Dès l’automne 1940, Henri part en foret récupérer les armes et munitions. Un dépôt d’obus de 155 désamorcés fut sa plus belle trouvaille. Il cacha les explosifs, démonta et graissa les mitrailleuses abandonnées par les Polonais lors de leur fuite vers la Suisse. Quatre ans plus tard, ce matériel servira à réaliser les premiers sabotages du groupe, car, très tôt, il constitua un petit groupe de « partisans » en attendant l’heure d’ouvrir les hostilités avec l’occupant.
Le temps passe... Après bien des conquêtes, les forces allemandes reculent, en Russie, en Afrique, en Italie. Le débarquement sur les côtes françaises devient inéluctable. Son heure approche…
* * *
En novembre 1943, le lieutenant Joly, alias Valentin, commandant du groupe de Résistance du pays de Montbéliard (voir : Le Maquis d’Ecot), prend contact avec lui pour préparer la lutte armée. En mars 44, c’est la première opération : faire sauter le pont du chemin de fer qui enjambe le canal à L’Isle sur le Doubs. Après avoir neutralisé les gardes-voies, les charges (les obus de 155 de récupération) sont mises en place péniblement (le poids !) mais la mise à feu ne fonctionne pas. C’est l’échec !
Ce sera le 19 mars, quelques jours plus tard, qu’il prendra sa revanche. Le pont a sauté. Son père, réveillé par l’explosion, vient d’entendre le premier signe de victoire.
Le groupe existant, il lui fallait des armes et surtout des munitions. Tito (on commençait à lui donner ce nom) prit contact avec un jeune de sa trempe, Louis Bonnemaille, qui faisait partie d’un groupe de Résistance organisée sur Montbéliard. Grâce à lui et après une attente de six mois, le 1er mai 44, qu’il entendit le message de la B.B.C. : « J’aime le son de la mandoline… »
Il est 13 h, c’est un grand jour ! Cette nuit, c’est le parachutage tant attendu. Pour eux ! Enfin armes et explosifs seront largués sur Etrappe, loin des axes routiers ou ferroviaires.

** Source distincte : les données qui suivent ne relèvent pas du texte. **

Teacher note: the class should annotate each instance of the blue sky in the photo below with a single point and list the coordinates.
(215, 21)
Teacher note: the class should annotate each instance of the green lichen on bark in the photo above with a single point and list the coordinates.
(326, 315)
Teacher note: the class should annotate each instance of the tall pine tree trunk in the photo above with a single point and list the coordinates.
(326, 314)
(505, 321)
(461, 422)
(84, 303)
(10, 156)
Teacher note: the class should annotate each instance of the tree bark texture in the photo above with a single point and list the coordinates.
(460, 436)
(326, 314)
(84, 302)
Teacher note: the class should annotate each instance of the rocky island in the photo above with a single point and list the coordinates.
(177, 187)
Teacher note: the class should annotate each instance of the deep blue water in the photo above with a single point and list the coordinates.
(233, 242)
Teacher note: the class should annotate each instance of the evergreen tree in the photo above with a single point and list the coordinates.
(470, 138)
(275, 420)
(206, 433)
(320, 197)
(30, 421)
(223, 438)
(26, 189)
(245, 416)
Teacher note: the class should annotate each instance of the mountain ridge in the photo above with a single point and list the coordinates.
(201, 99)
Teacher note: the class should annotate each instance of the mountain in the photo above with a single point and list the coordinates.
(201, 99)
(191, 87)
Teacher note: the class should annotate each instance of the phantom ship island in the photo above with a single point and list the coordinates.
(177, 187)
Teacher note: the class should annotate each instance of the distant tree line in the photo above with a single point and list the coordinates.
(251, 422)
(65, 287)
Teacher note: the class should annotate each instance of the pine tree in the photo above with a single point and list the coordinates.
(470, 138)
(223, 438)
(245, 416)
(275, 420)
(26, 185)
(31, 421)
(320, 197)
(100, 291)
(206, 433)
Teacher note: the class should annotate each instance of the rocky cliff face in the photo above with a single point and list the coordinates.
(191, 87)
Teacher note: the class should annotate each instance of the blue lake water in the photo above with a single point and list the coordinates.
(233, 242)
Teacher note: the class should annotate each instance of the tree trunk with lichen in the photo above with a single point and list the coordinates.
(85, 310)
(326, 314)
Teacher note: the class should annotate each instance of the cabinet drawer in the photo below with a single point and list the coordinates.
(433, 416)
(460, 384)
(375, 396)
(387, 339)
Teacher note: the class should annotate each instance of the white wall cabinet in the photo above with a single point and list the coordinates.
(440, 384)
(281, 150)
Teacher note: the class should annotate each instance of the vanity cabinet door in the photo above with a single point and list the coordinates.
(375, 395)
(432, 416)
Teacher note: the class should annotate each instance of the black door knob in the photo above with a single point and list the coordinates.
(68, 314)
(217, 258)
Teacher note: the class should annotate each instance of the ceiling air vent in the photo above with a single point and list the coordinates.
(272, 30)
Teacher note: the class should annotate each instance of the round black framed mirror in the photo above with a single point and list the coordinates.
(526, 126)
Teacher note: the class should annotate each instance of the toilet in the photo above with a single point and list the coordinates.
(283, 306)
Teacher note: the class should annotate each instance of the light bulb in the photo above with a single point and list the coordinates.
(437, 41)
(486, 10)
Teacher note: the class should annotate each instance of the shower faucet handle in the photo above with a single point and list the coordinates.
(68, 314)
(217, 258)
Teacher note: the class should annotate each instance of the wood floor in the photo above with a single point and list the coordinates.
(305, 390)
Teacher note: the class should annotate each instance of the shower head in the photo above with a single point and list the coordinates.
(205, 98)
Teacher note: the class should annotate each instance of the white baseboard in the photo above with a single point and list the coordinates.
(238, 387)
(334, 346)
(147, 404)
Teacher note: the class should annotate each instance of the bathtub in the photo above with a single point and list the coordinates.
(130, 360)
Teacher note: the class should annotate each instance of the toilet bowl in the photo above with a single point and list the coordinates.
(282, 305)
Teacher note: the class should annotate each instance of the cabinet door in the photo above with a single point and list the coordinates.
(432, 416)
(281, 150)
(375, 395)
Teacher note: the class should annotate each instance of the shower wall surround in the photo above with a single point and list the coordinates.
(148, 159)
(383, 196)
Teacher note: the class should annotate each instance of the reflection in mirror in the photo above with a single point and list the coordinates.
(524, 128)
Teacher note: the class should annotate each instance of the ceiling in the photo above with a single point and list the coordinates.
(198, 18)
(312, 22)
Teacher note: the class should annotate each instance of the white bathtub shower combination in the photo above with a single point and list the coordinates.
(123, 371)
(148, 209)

Après le bruit assourdissant du quadrimoteur, 21 parachutes se déploient avec un claquement à leur ouverture et un bruit de tonnerre au moment où les containers touchent le sol ; le calme de la nuit est impressionnant. Mais maintenant, il faut mettre en lieu sûr tout cet armement, et pour les jeunes du groupe, apprendre à s’en servir, à manipuler les explosifs. A tour de rôle, chacun venait chez le chef, discrètement, le soir, pour s’initier. Heureusement, les explosifs étaient accompagnés de notices explicatives en français. Dans le groupe, l’impatience grandissait, on avait ce qu’il fallait pour passer à l’action.